Notes from Windward: #67


Sustainability and Bike Rides

Becca offers her perspective on sustainability

     What is sustainability? Sustainability is a long term mindset based on transitioning our society from one that's focused on short term gains to long term prosperity. It's a mindset based on harmony, incorporating techniques from a variety of disciplines, to try to form a way of living, which like the leave no trace motto, leaves the world better off than it was originally. Sustainability also has to be about fun, as Walt likes to say, for if it's not fun, it can't be sustainable in the long run, since people won't want to participate.
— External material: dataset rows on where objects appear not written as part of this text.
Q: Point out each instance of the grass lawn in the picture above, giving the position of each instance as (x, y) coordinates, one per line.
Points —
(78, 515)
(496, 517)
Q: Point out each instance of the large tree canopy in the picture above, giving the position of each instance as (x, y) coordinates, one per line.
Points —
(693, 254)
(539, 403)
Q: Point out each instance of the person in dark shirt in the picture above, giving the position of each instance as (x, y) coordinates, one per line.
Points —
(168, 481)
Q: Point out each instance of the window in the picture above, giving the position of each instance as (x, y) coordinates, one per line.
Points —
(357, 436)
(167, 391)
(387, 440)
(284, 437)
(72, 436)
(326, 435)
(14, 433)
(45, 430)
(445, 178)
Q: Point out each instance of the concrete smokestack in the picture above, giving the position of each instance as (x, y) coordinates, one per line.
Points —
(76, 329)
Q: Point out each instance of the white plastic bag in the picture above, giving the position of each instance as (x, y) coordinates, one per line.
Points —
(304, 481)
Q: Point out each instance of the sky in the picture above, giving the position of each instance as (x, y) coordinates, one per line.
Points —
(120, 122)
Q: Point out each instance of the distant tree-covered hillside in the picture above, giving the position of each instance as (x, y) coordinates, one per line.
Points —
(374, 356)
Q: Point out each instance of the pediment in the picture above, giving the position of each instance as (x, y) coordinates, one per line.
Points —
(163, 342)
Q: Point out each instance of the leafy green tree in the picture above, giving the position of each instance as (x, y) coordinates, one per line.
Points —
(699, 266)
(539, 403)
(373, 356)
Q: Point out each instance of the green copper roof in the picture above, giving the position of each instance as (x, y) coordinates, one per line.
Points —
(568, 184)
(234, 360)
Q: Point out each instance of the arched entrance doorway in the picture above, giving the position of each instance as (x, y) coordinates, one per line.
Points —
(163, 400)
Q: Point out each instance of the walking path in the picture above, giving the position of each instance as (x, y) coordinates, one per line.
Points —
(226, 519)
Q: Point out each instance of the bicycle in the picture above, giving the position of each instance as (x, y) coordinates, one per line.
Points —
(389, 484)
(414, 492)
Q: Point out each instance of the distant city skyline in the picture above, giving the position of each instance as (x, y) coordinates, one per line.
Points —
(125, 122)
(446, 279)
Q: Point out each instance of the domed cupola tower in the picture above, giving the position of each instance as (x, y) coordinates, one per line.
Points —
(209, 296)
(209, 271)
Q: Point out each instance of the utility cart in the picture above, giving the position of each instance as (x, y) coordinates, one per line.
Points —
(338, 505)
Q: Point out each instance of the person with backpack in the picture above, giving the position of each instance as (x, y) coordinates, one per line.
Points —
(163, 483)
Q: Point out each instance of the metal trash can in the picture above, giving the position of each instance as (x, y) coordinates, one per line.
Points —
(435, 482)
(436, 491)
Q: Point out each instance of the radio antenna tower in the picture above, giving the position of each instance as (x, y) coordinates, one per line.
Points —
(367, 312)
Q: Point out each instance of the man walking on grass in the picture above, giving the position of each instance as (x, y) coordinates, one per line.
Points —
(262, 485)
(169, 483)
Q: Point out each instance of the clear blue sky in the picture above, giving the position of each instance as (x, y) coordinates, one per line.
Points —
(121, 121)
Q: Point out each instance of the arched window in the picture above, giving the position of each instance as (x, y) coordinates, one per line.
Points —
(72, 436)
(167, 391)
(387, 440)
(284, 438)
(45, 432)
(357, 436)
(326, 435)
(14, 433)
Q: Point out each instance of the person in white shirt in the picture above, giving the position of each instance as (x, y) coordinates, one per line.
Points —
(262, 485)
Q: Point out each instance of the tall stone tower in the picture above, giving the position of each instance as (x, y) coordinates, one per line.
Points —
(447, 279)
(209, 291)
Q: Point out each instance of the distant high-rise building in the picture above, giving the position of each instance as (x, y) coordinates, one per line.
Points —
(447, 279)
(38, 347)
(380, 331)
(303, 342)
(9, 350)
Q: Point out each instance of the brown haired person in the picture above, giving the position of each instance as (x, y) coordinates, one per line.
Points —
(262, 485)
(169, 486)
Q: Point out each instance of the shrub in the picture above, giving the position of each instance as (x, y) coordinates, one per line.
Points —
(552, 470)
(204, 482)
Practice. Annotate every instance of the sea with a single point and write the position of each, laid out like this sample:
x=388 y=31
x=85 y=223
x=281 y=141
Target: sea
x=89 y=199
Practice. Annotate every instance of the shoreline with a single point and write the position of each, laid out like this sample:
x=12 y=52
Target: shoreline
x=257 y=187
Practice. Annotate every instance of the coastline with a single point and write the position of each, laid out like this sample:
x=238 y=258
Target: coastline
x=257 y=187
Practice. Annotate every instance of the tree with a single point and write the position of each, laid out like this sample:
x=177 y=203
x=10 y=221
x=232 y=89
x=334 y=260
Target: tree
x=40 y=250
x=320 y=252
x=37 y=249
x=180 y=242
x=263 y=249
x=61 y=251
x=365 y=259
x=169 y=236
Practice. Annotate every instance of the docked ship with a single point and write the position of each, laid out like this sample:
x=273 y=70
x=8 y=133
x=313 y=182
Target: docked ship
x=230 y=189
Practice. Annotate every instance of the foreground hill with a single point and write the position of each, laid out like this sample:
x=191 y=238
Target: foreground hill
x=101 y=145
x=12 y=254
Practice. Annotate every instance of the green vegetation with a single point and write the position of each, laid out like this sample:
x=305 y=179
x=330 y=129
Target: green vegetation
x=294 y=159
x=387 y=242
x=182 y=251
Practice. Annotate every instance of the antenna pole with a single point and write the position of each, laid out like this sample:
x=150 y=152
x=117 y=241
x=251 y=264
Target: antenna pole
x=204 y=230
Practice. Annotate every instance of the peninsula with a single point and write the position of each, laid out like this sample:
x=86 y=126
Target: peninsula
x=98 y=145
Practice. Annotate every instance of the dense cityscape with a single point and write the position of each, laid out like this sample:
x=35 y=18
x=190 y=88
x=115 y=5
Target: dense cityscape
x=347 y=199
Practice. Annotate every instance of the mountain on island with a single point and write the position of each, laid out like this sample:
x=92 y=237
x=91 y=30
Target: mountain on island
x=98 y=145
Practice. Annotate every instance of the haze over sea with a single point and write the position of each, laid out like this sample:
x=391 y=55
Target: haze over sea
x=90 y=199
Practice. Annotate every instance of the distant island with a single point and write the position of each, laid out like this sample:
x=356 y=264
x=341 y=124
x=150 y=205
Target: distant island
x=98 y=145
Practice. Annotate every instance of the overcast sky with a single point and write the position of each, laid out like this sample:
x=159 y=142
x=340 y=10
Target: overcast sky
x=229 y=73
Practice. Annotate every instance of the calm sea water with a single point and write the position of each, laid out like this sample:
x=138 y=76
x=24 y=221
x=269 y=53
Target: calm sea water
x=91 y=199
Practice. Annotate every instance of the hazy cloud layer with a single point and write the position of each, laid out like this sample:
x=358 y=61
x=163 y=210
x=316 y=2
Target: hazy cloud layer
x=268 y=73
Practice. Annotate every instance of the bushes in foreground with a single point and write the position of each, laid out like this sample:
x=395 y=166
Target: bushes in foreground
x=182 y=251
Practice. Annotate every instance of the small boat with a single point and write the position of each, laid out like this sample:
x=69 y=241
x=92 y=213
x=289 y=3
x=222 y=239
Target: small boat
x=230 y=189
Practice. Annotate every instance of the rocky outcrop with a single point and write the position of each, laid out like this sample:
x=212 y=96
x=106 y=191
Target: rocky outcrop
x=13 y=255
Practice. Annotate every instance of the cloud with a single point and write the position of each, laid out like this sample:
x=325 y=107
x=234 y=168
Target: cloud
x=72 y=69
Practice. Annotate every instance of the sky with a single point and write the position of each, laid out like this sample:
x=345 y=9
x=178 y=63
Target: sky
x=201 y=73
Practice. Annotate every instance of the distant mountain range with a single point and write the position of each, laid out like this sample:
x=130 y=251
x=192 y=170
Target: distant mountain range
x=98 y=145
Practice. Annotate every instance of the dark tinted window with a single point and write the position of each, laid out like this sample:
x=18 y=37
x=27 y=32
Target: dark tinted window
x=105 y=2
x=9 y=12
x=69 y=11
     So for that reason, this past Sunday, Walt, Alison, and I went on a bike ride down by the Klickitat River. It's gorgeous down there, on one side you have steep red rock clifts, on the other you have the river where free range cattle graze alongside. The trail is an old logging road closed off to car traffic so for miles you can bike along the Klickitat without being afraid that a car will kick up dust in your face. The trail goes for about 8 miles and then ends abruptly in a place where the Klickitat river washed the paved trail away. At the end of the trail if you walk a little into the woods you get to a place where the sand is black and as fine grained as dust particles that float away into the wind when you let them run through your fingers.
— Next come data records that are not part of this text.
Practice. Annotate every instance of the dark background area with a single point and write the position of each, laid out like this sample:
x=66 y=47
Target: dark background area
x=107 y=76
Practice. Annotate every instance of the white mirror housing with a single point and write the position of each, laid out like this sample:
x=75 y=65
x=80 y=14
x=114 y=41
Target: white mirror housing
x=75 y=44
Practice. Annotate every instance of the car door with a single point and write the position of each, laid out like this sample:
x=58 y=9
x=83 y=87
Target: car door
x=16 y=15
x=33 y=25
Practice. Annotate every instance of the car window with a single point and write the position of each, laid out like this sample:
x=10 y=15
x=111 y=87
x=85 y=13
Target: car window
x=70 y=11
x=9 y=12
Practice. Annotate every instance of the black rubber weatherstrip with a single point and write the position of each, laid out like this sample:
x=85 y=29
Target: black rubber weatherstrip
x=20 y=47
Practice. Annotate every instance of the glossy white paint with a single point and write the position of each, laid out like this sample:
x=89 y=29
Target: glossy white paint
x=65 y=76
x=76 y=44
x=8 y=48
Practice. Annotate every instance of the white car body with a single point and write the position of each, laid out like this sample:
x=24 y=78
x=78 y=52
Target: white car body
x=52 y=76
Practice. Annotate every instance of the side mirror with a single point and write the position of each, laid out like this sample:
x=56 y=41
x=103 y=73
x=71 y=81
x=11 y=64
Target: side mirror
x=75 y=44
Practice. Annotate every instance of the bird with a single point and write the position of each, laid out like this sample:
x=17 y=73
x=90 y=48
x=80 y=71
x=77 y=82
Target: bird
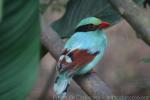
x=81 y=52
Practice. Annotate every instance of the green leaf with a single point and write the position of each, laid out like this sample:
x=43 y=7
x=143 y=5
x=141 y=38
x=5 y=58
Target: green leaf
x=19 y=48
x=79 y=9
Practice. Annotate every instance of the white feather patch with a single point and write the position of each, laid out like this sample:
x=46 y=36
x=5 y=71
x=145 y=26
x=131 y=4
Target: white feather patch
x=68 y=59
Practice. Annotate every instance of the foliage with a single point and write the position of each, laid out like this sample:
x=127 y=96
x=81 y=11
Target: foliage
x=19 y=49
x=79 y=9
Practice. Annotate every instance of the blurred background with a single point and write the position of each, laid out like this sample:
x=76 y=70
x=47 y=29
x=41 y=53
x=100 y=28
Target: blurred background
x=124 y=68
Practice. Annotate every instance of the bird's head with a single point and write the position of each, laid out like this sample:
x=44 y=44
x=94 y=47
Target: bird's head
x=91 y=24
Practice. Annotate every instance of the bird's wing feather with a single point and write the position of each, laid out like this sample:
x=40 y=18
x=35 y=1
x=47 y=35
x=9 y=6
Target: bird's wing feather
x=72 y=60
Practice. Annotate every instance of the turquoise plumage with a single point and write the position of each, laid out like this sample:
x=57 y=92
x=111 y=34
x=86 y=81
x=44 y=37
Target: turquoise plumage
x=81 y=52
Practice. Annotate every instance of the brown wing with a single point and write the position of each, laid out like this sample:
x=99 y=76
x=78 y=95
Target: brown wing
x=74 y=60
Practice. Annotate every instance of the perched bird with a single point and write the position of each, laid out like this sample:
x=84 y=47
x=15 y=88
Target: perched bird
x=81 y=52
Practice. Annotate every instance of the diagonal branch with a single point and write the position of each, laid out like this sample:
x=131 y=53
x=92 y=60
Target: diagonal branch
x=90 y=83
x=137 y=17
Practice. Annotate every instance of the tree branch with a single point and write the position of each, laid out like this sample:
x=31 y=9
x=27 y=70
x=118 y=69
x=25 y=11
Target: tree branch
x=137 y=17
x=90 y=83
     When I think of how that sand was formed, it started off as volcanic rock that over millions of years was ground down by water to form small particles. Long before humans were around, the earth was there forming the processes that we depend on, the water cycle, the carbon cycle, evolution, etc. In the last few centuries with the human population and standard of living increasing rapidly, negative human impact on the earth has also increased substantially threatening to radically change the climate of the earth as we know it, which ultimately comes back to threaten our own well being through things like droughts and more severe storms. So what are we to do now? There are plenty of leaders that advocate the need for rapid change at the institutional level found in such forms as carbon trading and renewable energy standards. While these are necessary and important steps to take, change also needs to come from the human level, from the average joe level.

     Sustainability at the local level is a freeing feeling because it means you are taking control of your destiny. Instead of waiting for political pressures to build up to the point where government decides that change is politically feasible, sustainability at the local level allows oneself to transition into the new world in their own way based on their own needs. For some, that means moving to cities to lesson ones dependence on gasoline. For some that means installing wind turbines or buying energy efficient appliances. For some that means buying used products or growing one's own food or advocating for alternative energy. Whatever our method is, we have control over our destiny and our success will depend on our ability to get as many people in on this as possible. As a people we are powerful, and as a people we can make this world into something that we can all be proud to hand over to our children.

     And the more complete the vision is, the more people can make the connection that they have the power to take control of their destiny. Again, going back to the main reason why I love the train, the more overlapping connections we have with people who we perceive to be different than us, the more we can start realizing a grander vision for humanity to strive towards. Understanding the similarities in all of us and the roots of disagreement, war and misunderstandings is essential to seeing the larger picture.